New Jersey property taxes are expensive, no doubt about it.
In 2024, the average homeowner spent $10,095 in property taxes, according to the most recent state figures.
That’s higher than a $10,000 limit the federal government put in place in 2018 for how much you can deduct in state and local property taxes each year on your federal income tax return, more commonly known as the SALT deduction.
Steep taxes are not necessarily surprising. New Jersey is sandwiched between New York City and Philadelphia, with all the perks of those two cities.
Proponents of the state argue that New Jersey boasts better quality schools, access to universities and major talent pools, top transit hubs including the ports of Newark, Interstate 95, and some of the nation’s busiest airports. Plus great food!
Many towns with higher property taxes lack other revenue sources, such as businesses or corporate headquarters, said Marc Pfeiffer, a senior policy fellow at Rutgers University’s Bloustein School of Planning and Public Policy, who studies local government in New Jersey.
So instead, municipal services — from the police department to the schools — are largely funded through property taxes alone, Pfeiffer said…
Meanwhile, Democratic gubernatorial nominee Rep.
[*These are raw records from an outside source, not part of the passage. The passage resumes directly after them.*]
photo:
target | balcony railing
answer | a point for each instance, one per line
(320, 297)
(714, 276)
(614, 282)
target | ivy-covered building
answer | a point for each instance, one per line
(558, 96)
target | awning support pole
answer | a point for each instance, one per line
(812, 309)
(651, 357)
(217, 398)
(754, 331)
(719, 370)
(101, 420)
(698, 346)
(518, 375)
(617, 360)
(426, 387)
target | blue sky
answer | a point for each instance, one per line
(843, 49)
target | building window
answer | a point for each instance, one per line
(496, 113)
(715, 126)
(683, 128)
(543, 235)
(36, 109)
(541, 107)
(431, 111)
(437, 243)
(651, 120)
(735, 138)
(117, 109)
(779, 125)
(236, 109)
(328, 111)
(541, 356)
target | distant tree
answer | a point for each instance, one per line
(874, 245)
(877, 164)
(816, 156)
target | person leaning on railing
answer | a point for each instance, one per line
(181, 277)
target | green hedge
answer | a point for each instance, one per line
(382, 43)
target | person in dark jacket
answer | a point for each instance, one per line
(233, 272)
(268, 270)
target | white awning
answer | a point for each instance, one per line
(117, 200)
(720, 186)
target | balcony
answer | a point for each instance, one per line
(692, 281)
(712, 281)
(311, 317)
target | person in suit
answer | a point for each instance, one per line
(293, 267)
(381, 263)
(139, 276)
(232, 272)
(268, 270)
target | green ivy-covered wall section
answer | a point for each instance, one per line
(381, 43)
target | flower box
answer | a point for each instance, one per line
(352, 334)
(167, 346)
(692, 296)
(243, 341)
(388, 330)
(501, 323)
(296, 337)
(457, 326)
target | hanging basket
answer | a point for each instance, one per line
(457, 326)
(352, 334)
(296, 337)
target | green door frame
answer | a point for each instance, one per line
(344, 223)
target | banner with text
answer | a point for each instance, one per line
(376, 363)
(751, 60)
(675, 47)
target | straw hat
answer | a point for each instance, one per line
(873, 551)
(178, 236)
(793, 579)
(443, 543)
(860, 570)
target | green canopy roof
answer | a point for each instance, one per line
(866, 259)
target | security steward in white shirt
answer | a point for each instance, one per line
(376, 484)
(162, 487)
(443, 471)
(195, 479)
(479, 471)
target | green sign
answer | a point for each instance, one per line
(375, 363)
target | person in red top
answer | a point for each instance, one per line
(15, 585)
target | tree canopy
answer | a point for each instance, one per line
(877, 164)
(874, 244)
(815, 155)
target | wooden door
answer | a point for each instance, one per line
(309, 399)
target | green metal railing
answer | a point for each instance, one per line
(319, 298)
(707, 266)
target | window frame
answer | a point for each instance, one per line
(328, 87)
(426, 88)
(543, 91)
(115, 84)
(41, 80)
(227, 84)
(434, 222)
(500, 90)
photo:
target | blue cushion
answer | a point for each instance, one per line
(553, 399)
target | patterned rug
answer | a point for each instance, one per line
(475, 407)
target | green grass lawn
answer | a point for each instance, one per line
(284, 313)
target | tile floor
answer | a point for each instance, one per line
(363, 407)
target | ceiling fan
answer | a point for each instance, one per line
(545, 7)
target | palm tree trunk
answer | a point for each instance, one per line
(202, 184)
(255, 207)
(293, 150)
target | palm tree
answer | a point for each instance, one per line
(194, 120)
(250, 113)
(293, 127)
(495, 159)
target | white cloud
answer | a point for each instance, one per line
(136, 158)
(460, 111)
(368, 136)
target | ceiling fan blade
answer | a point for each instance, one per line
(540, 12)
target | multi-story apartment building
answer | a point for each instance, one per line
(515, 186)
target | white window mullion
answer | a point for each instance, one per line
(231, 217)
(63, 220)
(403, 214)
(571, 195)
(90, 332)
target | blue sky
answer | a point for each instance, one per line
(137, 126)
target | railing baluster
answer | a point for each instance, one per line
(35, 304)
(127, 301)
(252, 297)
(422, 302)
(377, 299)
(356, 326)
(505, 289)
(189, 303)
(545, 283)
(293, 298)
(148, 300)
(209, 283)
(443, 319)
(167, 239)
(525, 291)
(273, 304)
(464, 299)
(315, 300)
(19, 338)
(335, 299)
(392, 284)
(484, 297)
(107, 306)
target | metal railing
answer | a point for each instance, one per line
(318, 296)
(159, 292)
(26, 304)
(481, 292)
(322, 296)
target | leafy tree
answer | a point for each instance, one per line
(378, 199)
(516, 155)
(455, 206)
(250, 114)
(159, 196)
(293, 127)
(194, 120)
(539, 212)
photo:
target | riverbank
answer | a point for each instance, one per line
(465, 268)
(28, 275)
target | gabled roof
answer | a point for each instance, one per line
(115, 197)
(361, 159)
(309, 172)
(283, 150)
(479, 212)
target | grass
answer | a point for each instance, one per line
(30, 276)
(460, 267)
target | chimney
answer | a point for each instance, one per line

Mikie Sherrill, D-Montclair, proposed more shared services among towns, such as municipal courts and schools.
But shared services often yield savings only on a case-by-case basis at the local level rather than statewide, said Rutgers’ Pfeiffer, while Ciattarelli’s proposal for an alternating property tax rate could run afoul of the state constitution.
“You can’t give some people a lower rate than other people,” Pfeiffer said. “You have to assess everybody at the same standard.”